Shown here, is the molecule BF3 represented in three different ways. The ball-and-stick model is drawn on the lower left. Boron is shown in purple and the fluorine atoms are shown in green. On the right, different views of the empty 2p-orbital belonging to boron are shown. With three bonds to fluorine (sp2 hybridization), and no lone pairs, there remains one 2p-orbital that is not hybridized and empty. Thus, it wants a lone pair of electrons to give it an octet of electrons. Also, fluorine is highly electronegative, withdrawing electron density from the boron atom. This is represented in the electrostatic potential model at the upper-left, with flourine atoms in red (partial negative charge) and boron in blue (partial positive charge). For all these reasons, the molecule BF3 is a good acceptor of electrons and therefore a good Lewis acid.
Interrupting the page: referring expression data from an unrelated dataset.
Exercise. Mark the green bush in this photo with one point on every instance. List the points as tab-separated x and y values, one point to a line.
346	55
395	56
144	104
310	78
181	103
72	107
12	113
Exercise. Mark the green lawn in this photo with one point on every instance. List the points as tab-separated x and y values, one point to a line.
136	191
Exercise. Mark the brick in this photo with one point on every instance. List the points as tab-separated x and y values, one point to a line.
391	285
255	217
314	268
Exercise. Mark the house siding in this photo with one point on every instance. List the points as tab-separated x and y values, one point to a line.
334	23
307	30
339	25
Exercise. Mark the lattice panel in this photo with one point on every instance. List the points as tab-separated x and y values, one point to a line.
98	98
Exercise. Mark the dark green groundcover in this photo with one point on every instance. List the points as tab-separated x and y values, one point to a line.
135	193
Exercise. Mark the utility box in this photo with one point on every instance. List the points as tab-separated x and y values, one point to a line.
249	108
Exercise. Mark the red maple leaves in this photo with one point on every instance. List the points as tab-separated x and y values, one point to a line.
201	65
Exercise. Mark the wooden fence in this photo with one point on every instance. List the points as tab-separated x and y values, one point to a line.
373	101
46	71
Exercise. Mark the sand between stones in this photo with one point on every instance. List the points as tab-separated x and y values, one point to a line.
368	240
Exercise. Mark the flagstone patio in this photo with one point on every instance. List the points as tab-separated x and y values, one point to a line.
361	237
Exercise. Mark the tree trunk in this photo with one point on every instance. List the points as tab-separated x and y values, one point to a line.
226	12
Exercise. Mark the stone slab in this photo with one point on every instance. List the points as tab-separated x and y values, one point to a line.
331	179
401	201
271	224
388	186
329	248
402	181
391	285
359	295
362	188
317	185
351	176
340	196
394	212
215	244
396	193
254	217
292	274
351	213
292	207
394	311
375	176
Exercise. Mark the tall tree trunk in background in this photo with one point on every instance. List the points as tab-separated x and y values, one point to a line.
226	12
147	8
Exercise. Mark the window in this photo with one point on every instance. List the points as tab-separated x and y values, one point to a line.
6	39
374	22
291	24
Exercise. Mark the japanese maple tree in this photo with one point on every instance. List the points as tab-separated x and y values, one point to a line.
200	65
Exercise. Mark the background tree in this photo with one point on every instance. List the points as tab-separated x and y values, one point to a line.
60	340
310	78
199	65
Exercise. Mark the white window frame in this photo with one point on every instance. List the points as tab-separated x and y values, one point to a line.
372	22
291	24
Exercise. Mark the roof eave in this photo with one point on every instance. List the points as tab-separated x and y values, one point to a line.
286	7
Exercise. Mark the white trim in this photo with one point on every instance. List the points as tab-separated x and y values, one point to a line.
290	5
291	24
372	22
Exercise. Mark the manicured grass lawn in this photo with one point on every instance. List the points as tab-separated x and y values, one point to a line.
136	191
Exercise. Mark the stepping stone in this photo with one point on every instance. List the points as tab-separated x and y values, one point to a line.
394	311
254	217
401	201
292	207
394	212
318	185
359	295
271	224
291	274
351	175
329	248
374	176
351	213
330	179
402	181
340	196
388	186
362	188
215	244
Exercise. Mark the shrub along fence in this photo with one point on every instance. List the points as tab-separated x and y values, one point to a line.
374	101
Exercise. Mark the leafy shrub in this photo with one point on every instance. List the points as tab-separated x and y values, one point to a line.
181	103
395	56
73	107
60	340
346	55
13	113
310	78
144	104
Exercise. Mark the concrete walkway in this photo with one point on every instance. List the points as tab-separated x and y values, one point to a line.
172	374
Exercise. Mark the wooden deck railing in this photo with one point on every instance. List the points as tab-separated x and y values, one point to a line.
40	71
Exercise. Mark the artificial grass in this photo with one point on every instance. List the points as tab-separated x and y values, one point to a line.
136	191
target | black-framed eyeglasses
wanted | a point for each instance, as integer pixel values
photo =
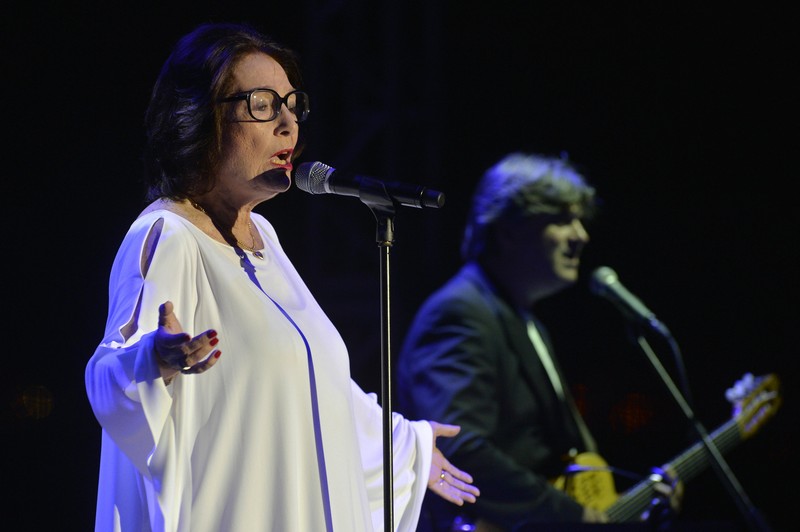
(265, 105)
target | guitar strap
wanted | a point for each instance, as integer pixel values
(555, 378)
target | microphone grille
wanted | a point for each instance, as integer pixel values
(602, 278)
(311, 177)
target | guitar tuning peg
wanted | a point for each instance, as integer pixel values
(741, 388)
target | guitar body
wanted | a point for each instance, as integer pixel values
(589, 480)
(593, 487)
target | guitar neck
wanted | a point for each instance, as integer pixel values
(687, 465)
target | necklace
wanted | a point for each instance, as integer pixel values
(256, 253)
(252, 249)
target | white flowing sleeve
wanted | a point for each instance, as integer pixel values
(412, 448)
(123, 382)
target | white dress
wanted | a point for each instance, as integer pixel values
(275, 437)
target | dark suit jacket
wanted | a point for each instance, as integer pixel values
(467, 360)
In this picture, an acid/base reaction is shown. NH3 has a lone pair of electrons. This is represented by the red area on the electrostatic potential model. The H+ is obviously positively charged as shown by its blue color. The lone pair of electrons on the NH3 molecule will donate these pairs of electrons to the H+, so here the NH3 is acting as a Lewis base as well as a Bronsted-Lowry base, and the H+ is acting a a Lewis acid and well as a Bronsted-Lowry acid. Notice that by convention, the arrow points from the electron donor to the electron acceptor. The bottom picture shows H+ bound to the NH3 molecule forming NH4+. Please note that the molecule is now sp3 hybridized and has a formal charge of +1.
In this diagram, NH3 again acts as a Lewis base. BF3 acts as a Lewis acid when it accepts the lone pair of electrons that NH3 donates. This reaction fills BF3's empty 2p-orbital, and now boron is sp3 hybridized when previously (as BF3) it was sp2 hybridized.